On Thu, May 28, 2020 at 11:59 AM Vaibhav Jain <vaibhav(a)linux.ibm.com> wrote:
Thanks for this taking time to look into this Dan,
Agree with the points you have made earlier that I am summarizing below:
* This is better done in ndctl rather than ipmctl.
* Should only expose general performance metrics and not performance
counters. Performance counter should be exposed via perf
* Vendor specific metrics to be separated from generic performance
One way to split generic and vendor specific metrics might be to report
generic performance metrics together with dimm health metrics such as
"temprature_celsius" or "spares_percentage" that are already reported
by dimm health output.
Vendor specific performance metrics can be reported as a seperate object
in the json output.
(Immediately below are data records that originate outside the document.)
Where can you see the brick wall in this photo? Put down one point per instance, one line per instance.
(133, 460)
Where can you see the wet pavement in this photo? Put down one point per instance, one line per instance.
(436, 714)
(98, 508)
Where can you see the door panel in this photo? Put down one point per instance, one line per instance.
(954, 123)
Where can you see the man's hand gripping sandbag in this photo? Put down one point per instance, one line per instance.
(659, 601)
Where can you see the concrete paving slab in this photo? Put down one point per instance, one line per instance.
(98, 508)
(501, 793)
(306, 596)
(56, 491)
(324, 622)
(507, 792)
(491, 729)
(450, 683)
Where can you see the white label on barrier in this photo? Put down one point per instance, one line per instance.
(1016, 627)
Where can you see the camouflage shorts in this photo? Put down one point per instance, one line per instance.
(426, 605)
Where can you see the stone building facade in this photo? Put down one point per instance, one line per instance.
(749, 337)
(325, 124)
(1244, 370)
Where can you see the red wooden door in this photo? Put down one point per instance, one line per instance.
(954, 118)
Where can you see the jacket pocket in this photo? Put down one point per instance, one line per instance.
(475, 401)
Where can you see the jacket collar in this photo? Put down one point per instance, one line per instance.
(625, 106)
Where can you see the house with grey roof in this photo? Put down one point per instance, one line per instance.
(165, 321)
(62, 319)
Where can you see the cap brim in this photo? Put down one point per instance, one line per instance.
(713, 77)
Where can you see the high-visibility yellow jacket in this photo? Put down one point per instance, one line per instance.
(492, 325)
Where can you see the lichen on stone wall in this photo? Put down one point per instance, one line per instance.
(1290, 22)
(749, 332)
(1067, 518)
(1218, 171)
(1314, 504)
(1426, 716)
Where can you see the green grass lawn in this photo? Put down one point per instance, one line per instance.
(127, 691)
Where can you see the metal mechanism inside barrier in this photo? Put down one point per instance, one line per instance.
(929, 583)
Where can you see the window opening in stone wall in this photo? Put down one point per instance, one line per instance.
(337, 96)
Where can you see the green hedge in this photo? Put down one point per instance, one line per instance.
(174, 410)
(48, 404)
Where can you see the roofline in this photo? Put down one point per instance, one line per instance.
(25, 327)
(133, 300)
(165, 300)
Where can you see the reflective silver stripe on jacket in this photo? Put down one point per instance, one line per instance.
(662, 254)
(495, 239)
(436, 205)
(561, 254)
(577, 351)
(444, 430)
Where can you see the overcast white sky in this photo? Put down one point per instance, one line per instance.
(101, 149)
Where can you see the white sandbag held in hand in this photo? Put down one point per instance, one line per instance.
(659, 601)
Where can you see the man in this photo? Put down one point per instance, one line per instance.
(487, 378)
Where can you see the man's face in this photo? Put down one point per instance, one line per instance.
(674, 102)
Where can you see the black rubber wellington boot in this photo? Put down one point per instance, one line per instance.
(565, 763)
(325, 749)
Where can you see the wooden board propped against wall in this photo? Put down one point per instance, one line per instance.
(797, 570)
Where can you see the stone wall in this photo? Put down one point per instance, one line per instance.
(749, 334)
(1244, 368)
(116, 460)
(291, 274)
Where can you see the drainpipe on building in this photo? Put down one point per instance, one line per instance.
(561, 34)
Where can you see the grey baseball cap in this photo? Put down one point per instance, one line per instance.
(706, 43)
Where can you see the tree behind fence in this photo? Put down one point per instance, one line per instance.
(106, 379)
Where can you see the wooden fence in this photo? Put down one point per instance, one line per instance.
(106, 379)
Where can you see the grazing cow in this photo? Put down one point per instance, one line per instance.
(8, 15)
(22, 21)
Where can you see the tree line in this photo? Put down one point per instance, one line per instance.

Something similar to output below:
# ndctl list -DH --stats --vendor-stats
/* Generic performance metrics/stats */
/* Vendor specific stats for the dimm */
"Controller Reset Count":10
"Controller Reset Elapsed Time": 3600
"Power-on Seconds": 3600
Looks reasonable, although I think I want to maintain the
"Linux-style" format for the keys i.e. lowercase + underbars. If only
for consistency, but it also simplifies parsers that have this far
have assumed no whitespace in the key names.
Dan Williams <dan.j.williams(a)intel.com> writes:
> On Wed, May 27, 2020 at 12:24 PM Dan Williams <dan.j.williams(a)intel.com>
>> > This was done by adding two new dimm-ops callbacks that were
>> > implemented by the papr_scm implementation within libndctl. These
>> > callbacks are invoked by newly introduce code in
>> > that format the returned stats from these new dimm-ops and transform
>> > them into a json-object to later presentation. I would request you to
>> > look at RFC patch-set to understand the implementation details.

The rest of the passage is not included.